Was there an eyewitness surviving the explosion?

It is possible that an oral description of the destruction of the city was passed down for generations until it was recorded as the biblical Sodom story. The Bible describes the devastation of an urban center near the Dead Sea – stones and fire fell from the sky, more than one city was destroyed, thick smoke rose from the fires and the inhabitants of the city were killed.

Could this be ancient eyewitness testimony? If so, the destruction of Tall el-Hammam could be the second oldest destruction of a human settlement by a cosmic impact event, after the village of Abu Hureyra in Syria around 12,800 years ago. It is important to note that this may be the first written record of such a catastrophic event.

The frightening thing is that this certainly won’t be the last time a human city meets this fate.

Oblique diagram of the solar system showing thousands and thousands of points surrounding the sun among the orbits of the planets.

Animation showing the positions of known NEOs at specific times for the 20 years ending January 2018. Image via NASA / JPL-Caltech.

Tunguska-sized air bursts, like the one that occurred at Tall el-Hammam, can devastate cities and entire regions, and they pose a serious modern danger. As of September 2021, there were over 26,000 known near-Earth asteroids and around 100 short-lived near-Earth comets. One will inevitably crash into Earth. Millions more remain undetected, and some may be heading towards Earth now.

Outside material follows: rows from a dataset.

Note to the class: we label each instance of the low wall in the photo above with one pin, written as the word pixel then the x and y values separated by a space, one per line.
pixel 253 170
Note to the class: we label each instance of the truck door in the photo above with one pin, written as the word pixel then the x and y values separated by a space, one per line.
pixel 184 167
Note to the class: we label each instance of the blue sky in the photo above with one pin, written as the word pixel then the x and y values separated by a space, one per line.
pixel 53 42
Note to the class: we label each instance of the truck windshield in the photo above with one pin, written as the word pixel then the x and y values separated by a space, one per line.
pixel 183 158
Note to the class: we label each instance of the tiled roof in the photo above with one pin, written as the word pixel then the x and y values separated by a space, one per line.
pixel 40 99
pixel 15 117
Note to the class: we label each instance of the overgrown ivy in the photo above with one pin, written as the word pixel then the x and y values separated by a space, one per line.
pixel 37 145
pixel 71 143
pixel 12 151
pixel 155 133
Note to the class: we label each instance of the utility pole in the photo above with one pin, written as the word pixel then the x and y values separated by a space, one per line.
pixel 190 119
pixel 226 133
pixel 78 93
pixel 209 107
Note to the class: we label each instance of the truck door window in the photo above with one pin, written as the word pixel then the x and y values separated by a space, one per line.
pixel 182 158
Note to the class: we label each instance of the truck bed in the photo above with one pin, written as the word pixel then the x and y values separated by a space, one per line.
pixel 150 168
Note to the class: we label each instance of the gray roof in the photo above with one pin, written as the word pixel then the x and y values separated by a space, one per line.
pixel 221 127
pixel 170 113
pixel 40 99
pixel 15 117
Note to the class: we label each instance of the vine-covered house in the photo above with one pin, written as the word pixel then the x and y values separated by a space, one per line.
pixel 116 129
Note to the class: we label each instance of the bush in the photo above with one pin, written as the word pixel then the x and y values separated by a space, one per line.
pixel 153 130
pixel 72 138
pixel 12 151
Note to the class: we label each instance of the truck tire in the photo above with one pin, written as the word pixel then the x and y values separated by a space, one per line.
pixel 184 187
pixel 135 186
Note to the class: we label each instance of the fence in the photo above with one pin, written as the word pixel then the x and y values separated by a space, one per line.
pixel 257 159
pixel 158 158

Unless telescopes in orbit or on the ground detect these rogue objects, the world may not have any warning, as will the people of Tall el-Hammam.

This article was co-authored by research collaborators archaeologist Phil Silvia, geophysicist Allen West, geologist Ted Bunch and space physicist Malcolm Lecompte.

This article is republished from The Conversation under a Creative Commons license. Read the original article.

Bottom line: Scientists have found evidence of a massive impact in a Middle Eastern city by a body that came from space about 3,600 years ago. Could this event have been the destruction of Sodom as described in the Bible?